Birleşmiş Milletler, cuma günü ABD tarihinde ilklere sahne oldu. ABD Başkanı Barack Obama’nın, Birleşmiş Milletler Güvenlik Kurulu’ndan (BMGK) İsrail’in Filistin topraklarında inşa ettiği yerleşim birimlerini yasadışı ilan eden bir karar çıkarma planı, önümüzdeki ay Beyaz Saray’ı devralacak Donald Trump’ın bütün çabalarına rağmen başarılı oldu. İsrail yanlısı Trump’ın Mısır Cumhurbaşkanı Abdülfettah Sisi’yle yaptığı telefon görüşmesinin ardından, tasarıyı hazırlayan Mısır, BMGK’ya sunmaktan vazgeçtiğini açıklamıştı. Ancak karşı hamle gecikmedi. BMGK’nın dört üyesi Yeni Zelanda, Venezuela, Malezya ve Senegal, sürpriz bir şekilde aynı tasarıyı kurula getirdi. Devlet politikası olarak BMGK’ya sunulan İsrail aleyhindeki tasarılara karşı veto yetkisini kullanan ABD, ilk kez çekimser kaldı. Tasarı, 14 kabul ve bir çekimser oyla kabul edildi.

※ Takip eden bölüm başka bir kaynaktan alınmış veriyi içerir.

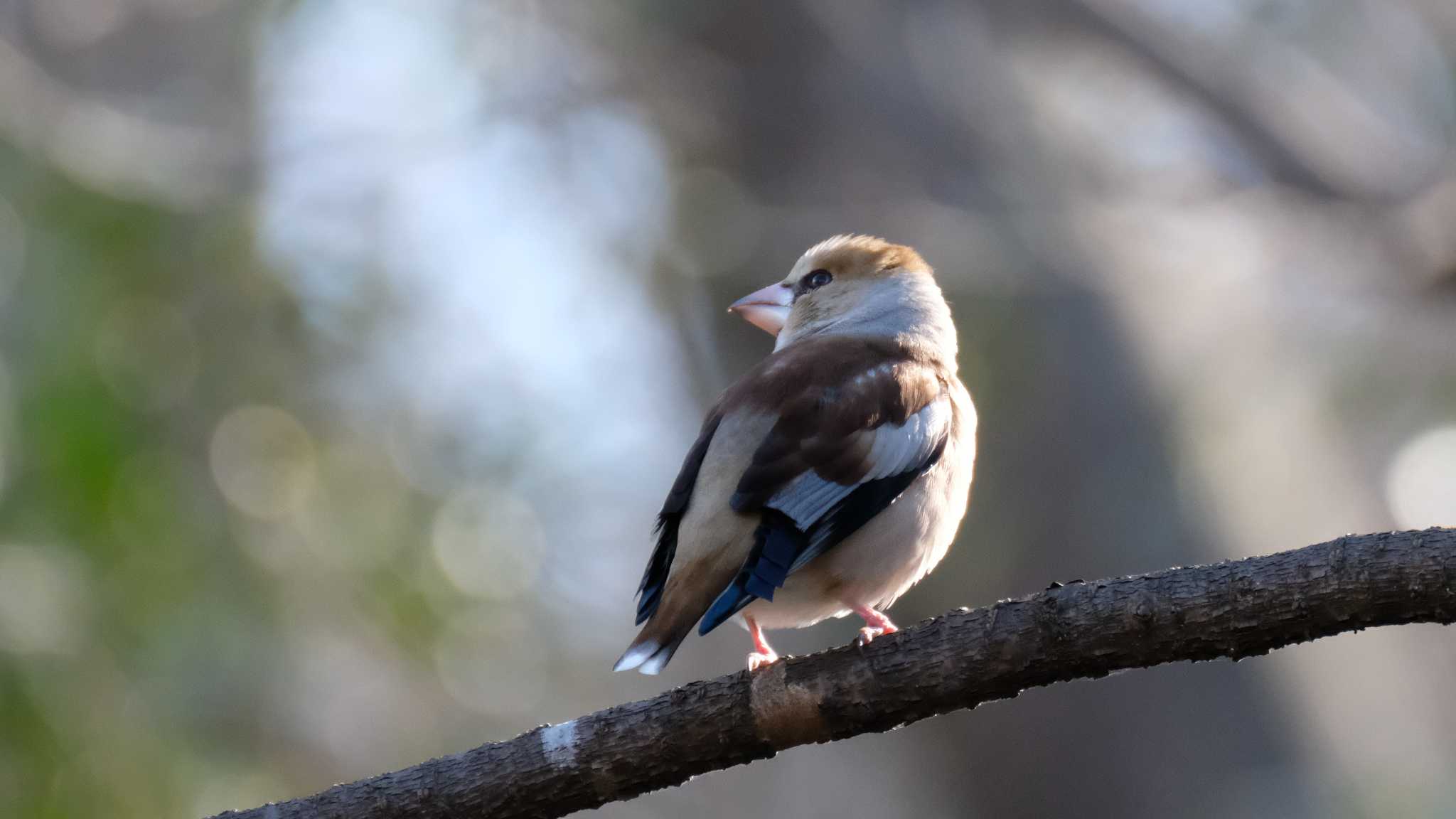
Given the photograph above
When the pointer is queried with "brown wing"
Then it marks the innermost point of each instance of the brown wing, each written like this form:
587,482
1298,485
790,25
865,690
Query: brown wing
845,446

Bugüne kadar İsrail’in Filistin ve dğer Arap topraklarındaki işgalinin ve bölge halkarına yönelik saldırılarının kınanması ile Filistinlilerin haklarının tanınmasına ilişkin 74 öneri, ABD hükümetleri tarafından veto edilmişti. Bu vetoların dokuz tanesi, Barack Obama döneminde gerçekleşti. Son olarak geçen yıl “İsrail’in Gazze ve Batı Şeria’da muazzam boyuttaki uluslararası hukuk ihlallerinin kınanması” konulu teklifi veto eden Obama yönetimi, ilk yılı olan 2008’de “Filistinlilerin kendi kaderini tayin hakkının tanınması” konulu bir tasarıyı, 2011’de ise İşgal yerleşimlerinin kınanmasına yönelik bir öneriyi veto etmişti. 15 üyesi bulunan BMGK’da, daimi üyeler olan ABD, Rusya, İngiltere, Fransa ve Çin’in veto hakkı bulunuyor. Konseyde kararlar salt çoğunlukla alınırken, daimi üyelerden bir tanesinin veto etmesi durumunda, geri kalan bütün üyeler kabul etse dahi o karar geçerli sayılmıyor.

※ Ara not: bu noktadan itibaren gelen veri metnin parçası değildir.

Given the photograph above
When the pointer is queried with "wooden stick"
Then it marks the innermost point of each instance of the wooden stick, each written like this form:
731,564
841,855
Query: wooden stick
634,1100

5 SORUDA OBAMA’NIN BMGK HAMLESİ

1-) Neden sekiz yıl bekledi?

Barack Obama 2009 yılında göreve başladığında, dış politikadaki en önemli hedeflerinden biri, Filistin sorununu çözüme kavuşturmaktı. Obama’nın işgal yerleşimlerini durdurma ve Filistin’le müzakerelere başlama konularındaki baskıları, İsrail Başbakanı Benjamin Netanyahu’yu bu yılın temmuz ayında Batı Şeria’da yeni yerleşim birimlerinin inşa edilmesini 10 aylığına durduran bir karar almaya itti. Ancak birkaç ay sonra İsrail, Doğu Kudüs’te üç bin yerleşim yeri inşa etme kararı aldı. ABD’nin tepki gösterdiği bu kararla iki ülkenin ilişkileri, tarihinin en gergin dönemine girdi. Ancak bu dönemde Obama, aynı zamanda İsrail’e sığınak delici mühimmat satışını onaylayan ilk ABD Başkanı olmuştu. Mart 2010’da Beyaz Saray’da yapılan Obama-Netanyahu görüşmesinde tansiyon yüksekti. Obama’nın yerleşimlerin askıya alınması kararının uzatılması ve genişletilmesi ile barış görüşlerinin tekrar başlaması yönündeki talepleri, Netanyahu’dan karşılık bulmadı. 2011 yılında ABD, BMGK’ya sunulan ve İsrail’in yerleşimler nedeniyle kınanmasını talep eden tasarıyı veto etti. 2014 yılında ise Obama yönetimi, İsrail’e yılda 1,8 milyar dolar askeri yardım yapılmasını sağlayan yasayı Kongre’den geçirdi. Sonuç olarak Obama, İsrail’le gerin ilişkiler yaşamasına ve kamuoyu önünde pek çok kez işgal politikalarını eleştirmesine rağmen, başkan olduğunda önüne koyduğu hedefte ilerleme kaydedemedi.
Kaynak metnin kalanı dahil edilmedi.